We propose a 2-course (6-credit) ceiling on the number of “reading courses” that a student can count in the 30 credits for her/his degree. This change would encourage students to take regular lecture courses and thus gain breadth in their training. (There would be no limit on the number of reading courses a student could enrol in and enjoy. The proposal is simply that the student must present 24 or more credits earned through some other activity in order to earn an advanced degree. This change would be most relevant at the Master’s level, because we count credits earned in MSc studies toward the doctorate. So most doctoral students have completed most of the 30 credits they need before they even enter the PhD program.)

That last statement is a bit misleading. At the same faculty meeting, we were told that the department would aim to increase the number of candidates admitted directly to the Ph.D. program (skipping Master’s). The new rule would certainly affect them.

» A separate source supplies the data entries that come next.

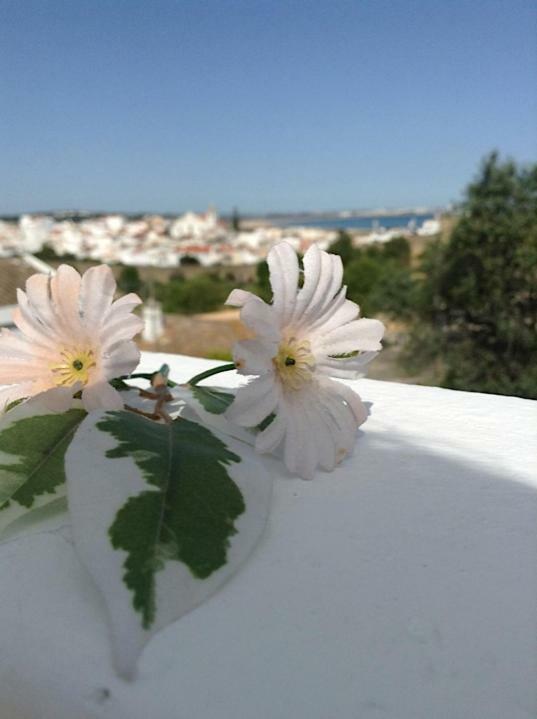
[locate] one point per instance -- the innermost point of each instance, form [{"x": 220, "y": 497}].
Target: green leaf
[
  {"x": 190, "y": 518},
  {"x": 163, "y": 514},
  {"x": 33, "y": 442},
  {"x": 213, "y": 400}
]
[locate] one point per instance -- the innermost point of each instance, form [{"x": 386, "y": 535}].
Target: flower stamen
[{"x": 74, "y": 367}]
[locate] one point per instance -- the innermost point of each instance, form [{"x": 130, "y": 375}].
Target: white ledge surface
[{"x": 401, "y": 586}]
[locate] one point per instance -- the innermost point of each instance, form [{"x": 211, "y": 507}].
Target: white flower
[
  {"x": 72, "y": 337},
  {"x": 305, "y": 336}
]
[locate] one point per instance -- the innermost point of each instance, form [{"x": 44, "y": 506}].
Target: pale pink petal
[
  {"x": 254, "y": 402},
  {"x": 363, "y": 334},
  {"x": 321, "y": 430},
  {"x": 65, "y": 290},
  {"x": 300, "y": 453},
  {"x": 312, "y": 273},
  {"x": 271, "y": 437},
  {"x": 124, "y": 305},
  {"x": 326, "y": 272},
  {"x": 237, "y": 298},
  {"x": 260, "y": 318},
  {"x": 101, "y": 396},
  {"x": 344, "y": 368},
  {"x": 123, "y": 360},
  {"x": 351, "y": 398},
  {"x": 339, "y": 312},
  {"x": 40, "y": 302},
  {"x": 59, "y": 399},
  {"x": 122, "y": 328},
  {"x": 96, "y": 295},
  {"x": 283, "y": 267},
  {"x": 254, "y": 356},
  {"x": 15, "y": 345},
  {"x": 14, "y": 370},
  {"x": 30, "y": 326}
]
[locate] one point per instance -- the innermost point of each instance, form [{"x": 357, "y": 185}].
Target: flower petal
[
  {"x": 363, "y": 334},
  {"x": 322, "y": 279},
  {"x": 65, "y": 292},
  {"x": 350, "y": 397},
  {"x": 271, "y": 437},
  {"x": 123, "y": 306},
  {"x": 101, "y": 396},
  {"x": 345, "y": 368},
  {"x": 15, "y": 345},
  {"x": 254, "y": 402},
  {"x": 339, "y": 312},
  {"x": 29, "y": 324},
  {"x": 283, "y": 267},
  {"x": 96, "y": 295},
  {"x": 122, "y": 360},
  {"x": 122, "y": 328},
  {"x": 254, "y": 356},
  {"x": 238, "y": 298},
  {"x": 59, "y": 399},
  {"x": 260, "y": 318}
]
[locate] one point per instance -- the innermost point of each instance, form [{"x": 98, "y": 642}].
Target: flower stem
[
  {"x": 146, "y": 375},
  {"x": 210, "y": 372}
]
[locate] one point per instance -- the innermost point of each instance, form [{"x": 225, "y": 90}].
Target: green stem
[
  {"x": 209, "y": 373},
  {"x": 146, "y": 375}
]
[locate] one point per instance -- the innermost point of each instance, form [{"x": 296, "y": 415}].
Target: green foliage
[
  {"x": 379, "y": 277},
  {"x": 34, "y": 474},
  {"x": 199, "y": 294},
  {"x": 478, "y": 293},
  {"x": 129, "y": 280},
  {"x": 188, "y": 515},
  {"x": 343, "y": 247},
  {"x": 212, "y": 400}
]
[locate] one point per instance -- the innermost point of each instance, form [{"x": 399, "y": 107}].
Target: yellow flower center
[
  {"x": 294, "y": 363},
  {"x": 74, "y": 367}
]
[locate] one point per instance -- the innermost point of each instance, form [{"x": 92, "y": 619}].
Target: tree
[
  {"x": 477, "y": 300},
  {"x": 235, "y": 220},
  {"x": 199, "y": 294},
  {"x": 129, "y": 280}
]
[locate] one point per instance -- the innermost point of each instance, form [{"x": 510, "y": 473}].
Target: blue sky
[{"x": 168, "y": 105}]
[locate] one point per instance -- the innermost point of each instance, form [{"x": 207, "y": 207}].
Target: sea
[{"x": 359, "y": 223}]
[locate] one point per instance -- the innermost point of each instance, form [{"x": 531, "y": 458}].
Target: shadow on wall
[
  {"x": 411, "y": 586},
  {"x": 399, "y": 587}
]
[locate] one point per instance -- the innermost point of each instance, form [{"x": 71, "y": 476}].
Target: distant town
[{"x": 198, "y": 238}]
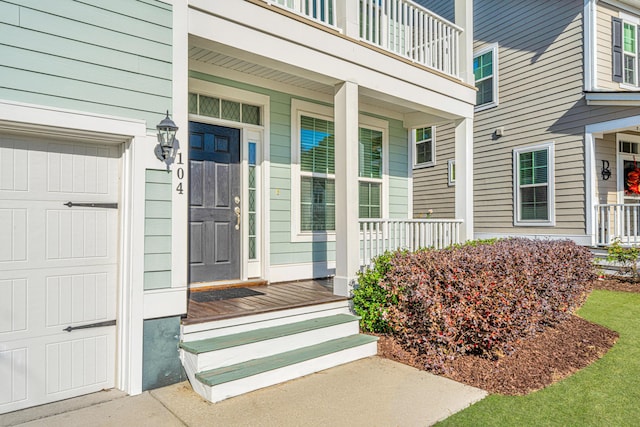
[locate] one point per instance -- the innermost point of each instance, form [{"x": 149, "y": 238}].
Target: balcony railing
[
  {"x": 617, "y": 221},
  {"x": 399, "y": 26},
  {"x": 409, "y": 30},
  {"x": 380, "y": 235}
]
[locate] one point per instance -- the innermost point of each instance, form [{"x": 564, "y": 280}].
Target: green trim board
[
  {"x": 258, "y": 366},
  {"x": 157, "y": 229},
  {"x": 264, "y": 334}
]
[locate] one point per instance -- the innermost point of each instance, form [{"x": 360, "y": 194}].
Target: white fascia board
[
  {"x": 627, "y": 99},
  {"x": 278, "y": 38},
  {"x": 43, "y": 118}
]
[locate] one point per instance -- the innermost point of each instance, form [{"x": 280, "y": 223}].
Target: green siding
[
  {"x": 157, "y": 230},
  {"x": 110, "y": 58},
  {"x": 160, "y": 355},
  {"x": 282, "y": 250}
]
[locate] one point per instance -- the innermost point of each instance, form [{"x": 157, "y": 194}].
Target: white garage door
[{"x": 58, "y": 269}]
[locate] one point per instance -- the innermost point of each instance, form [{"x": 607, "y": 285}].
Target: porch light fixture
[
  {"x": 606, "y": 172},
  {"x": 166, "y": 138}
]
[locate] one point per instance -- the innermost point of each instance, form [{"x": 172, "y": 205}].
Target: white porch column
[
  {"x": 464, "y": 176},
  {"x": 346, "y": 162},
  {"x": 464, "y": 19}
]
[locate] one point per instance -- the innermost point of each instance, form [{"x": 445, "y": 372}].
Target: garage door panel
[
  {"x": 58, "y": 268},
  {"x": 13, "y": 235}
]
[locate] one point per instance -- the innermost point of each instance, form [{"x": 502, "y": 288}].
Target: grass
[{"x": 606, "y": 393}]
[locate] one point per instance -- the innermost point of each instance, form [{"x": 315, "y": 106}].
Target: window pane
[
  {"x": 317, "y": 204},
  {"x": 534, "y": 203},
  {"x": 484, "y": 95},
  {"x": 316, "y": 145},
  {"x": 370, "y": 153},
  {"x": 629, "y": 38},
  {"x": 230, "y": 110},
  {"x": 533, "y": 167},
  {"x": 370, "y": 201},
  {"x": 483, "y": 65},
  {"x": 424, "y": 152}
]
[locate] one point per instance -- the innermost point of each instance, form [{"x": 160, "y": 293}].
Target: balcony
[{"x": 401, "y": 27}]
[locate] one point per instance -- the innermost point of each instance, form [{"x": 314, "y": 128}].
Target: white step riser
[
  {"x": 249, "y": 323},
  {"x": 257, "y": 350},
  {"x": 277, "y": 376}
]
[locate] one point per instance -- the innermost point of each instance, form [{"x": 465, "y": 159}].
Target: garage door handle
[
  {"x": 91, "y": 325},
  {"x": 92, "y": 205}
]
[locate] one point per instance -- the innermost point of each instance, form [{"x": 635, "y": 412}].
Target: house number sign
[{"x": 180, "y": 173}]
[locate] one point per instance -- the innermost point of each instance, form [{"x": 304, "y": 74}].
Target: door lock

In my experience, most students want to take regularly scheduled courses. They enjoy the regular contact with faculty, the company of other students, and the feeling that they’re accomplishing something. That’s also what the students’ advisors want them to do. If that’s not enough, instructors do not get teaching credit for reading courses and will not offer one without a good reason.

Consider the following two scenarios. In each case, the student has just entered graduate school and has chosen a field of study, but her knowledge of that field is mostly limited to undergraduate material.

  1. The student takes several regularly scheduled courses in her field of study. She gets to know the faculty in this field and has frequent contact with them. She gains a reasonably broad and thorough knowledge of the area. She practices problem solving and gets feedback on her work from the instructors. Once she has acquired sufficient background in the area, her advisor suggests a research project.
  2. The student learns the basics of her field of study through reading courses. Her advisor has to meet with her frequently, once a week if possible, to suggest the literature, answer questions and check on her progress. These individual tutorials are in addition to his regular workload and he gets no teaching credit for them, so he can’t afford to see her more often than once a week. The student is largely on her own. Her command of the background will likely be a little bit erratic. Both she and her advisor may well be burned out before she even starts a thesis project.

Guess what. It’s not very often that either the student or the advisor would choose willingly the second option over the first one.

In reality, most of us are somewhere in between. That doesn’t mean, however, that both options are available equally to everybody.

If you’re a probabilist at UBC, the world is your oyster. There are several graduate courses in probability every year, sometimes as many as six if you include summer schools, ranging from the basics to advanced research topics. You never have to stray far from Option 1 if you don’t want to.

But if you’re an analyst at UBC, that’s a very different story. The basic courses in analysis are traditionally taught at a very low level. The material they cover is irrelevant to current research topics. There have been only 3 advanced courses since I was hired in 2000.

There will be a separate post sometime about this state of affairs. For now, I’d like to note a couple of consequences.

If you wish to supervise graduate students in analysis at UBC, it’s Option 2 most of the way. It’s a rather significant workload for both the student and the advisor before they even get around to talking about research.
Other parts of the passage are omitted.